Foreign Lawyer Corporations


Neither the Consultation Paper on Legal Services nor the Report on Legal Services discussed the possible incorporation of foreign law firms. However, given the decision to propose legislative amendments to permit solicitors to incorporate, the Administration considers there is no reason why foreign lawyers should not be permitted to incorporate, provided proper safeguards are put in place.

2. The Law Society has informed the Administration that it supports this proposal.

3. 54 foreign law firms with offices in Hong Kong were informed of the proposal. Only two comments were received, both of which supported the proposal and also suggested that solicitors and foreign lawyers should be permitted to practise in limited liability partnerships. A copy of the two comments are attached. Hong Kong law does not currently recognize the concept of a limited liability partnership and it is outside the scope of the current exercise to contemplate the introduction of that concept.

The position elsewhere

2. In England, there is no general control over foreign lawyers as there is in Hong Kong. There is nothing to stop a foreign lawyer from setting himself or herself up as a partnership or a corporation, uncontrolled by the Law Society. Law Society controls apply only where a foreign lawyer wishes to enter into a partnership with a solicitor, or to join a solicitor’s incorporated practice.

3. In New South Wales, the Law Society Council is empowered to recognise a "foreign corporation" as a solicitor corporation for the purposes of the Legal Profession Act 1987. A "foreign corporation" is defined as any body corporate other than a body incorporated under a law of New South Wales.

Legislative framework in Hong Kong

2. Under the Legal Practitioners Ordinance, foreign lawyers and law firms must be registered before they can operate as practitioners of foreign law. Moreover, solicitors and foreign lawyers cannot enter into partnerships. Given this legislative framework, it is considered that legislation should be introduced to permit foreign lawyers to incorporate their practices.

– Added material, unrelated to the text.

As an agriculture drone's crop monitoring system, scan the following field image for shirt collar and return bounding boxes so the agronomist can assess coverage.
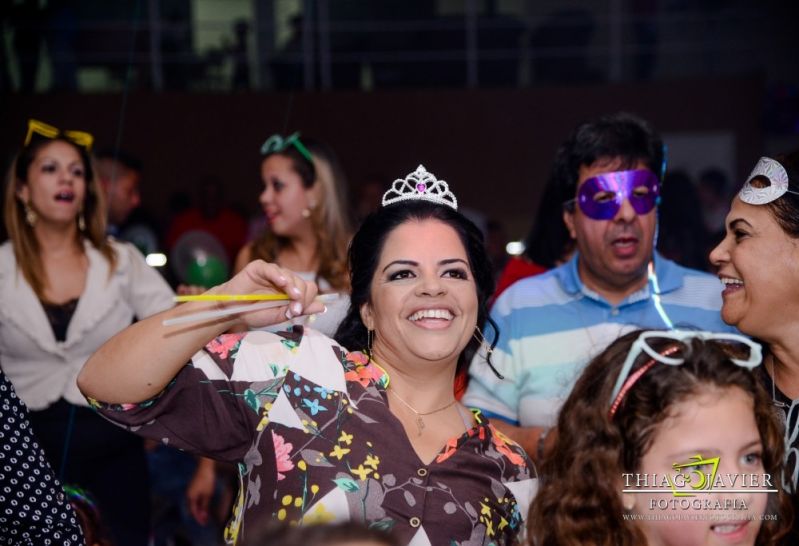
[555,251,683,307]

3. The Bill proposes to establish the framework within which foreign lawyer corporations may be established in the following way -

Clause 5

new s.395A

Law Society’s power to register a foreign lawyer corporation or an overseas corporation, and to cancel such registration (cf. s.39A);

automatic cancellation if company dissolved or removed from the register of overseas companies;

Law Society approval required for change in constitution or name of corporation;

additional grounds for winding-up solicitor corporations apply to foreign lawyer corporations;

solicitor-client privilege applies;

this section and relevant rules prevail over inconsistent provisions in the corporation’s constitution.


new s.39BB

It is an offence to offer shares or debentures to the public.

Clause 6

new s.74B(3)

Evidential provision in respect of registration of a foreign lawyer corporation.

Schedule I

item 105

new s.73(1B)

Law Society may make rules with respect to foreign lawyer corporations.

other items

various sections

Provisions extended to apply to "legal practice entities" and therefore foreign lawyer corporations.

3. As with solicitor corporations, the provisions in the Bill relating to foreign lawyer corporations will not be brought into operation until -

  1. new rules in respect of these corporations; and
  2. relevant amendments to existing rules,have been made.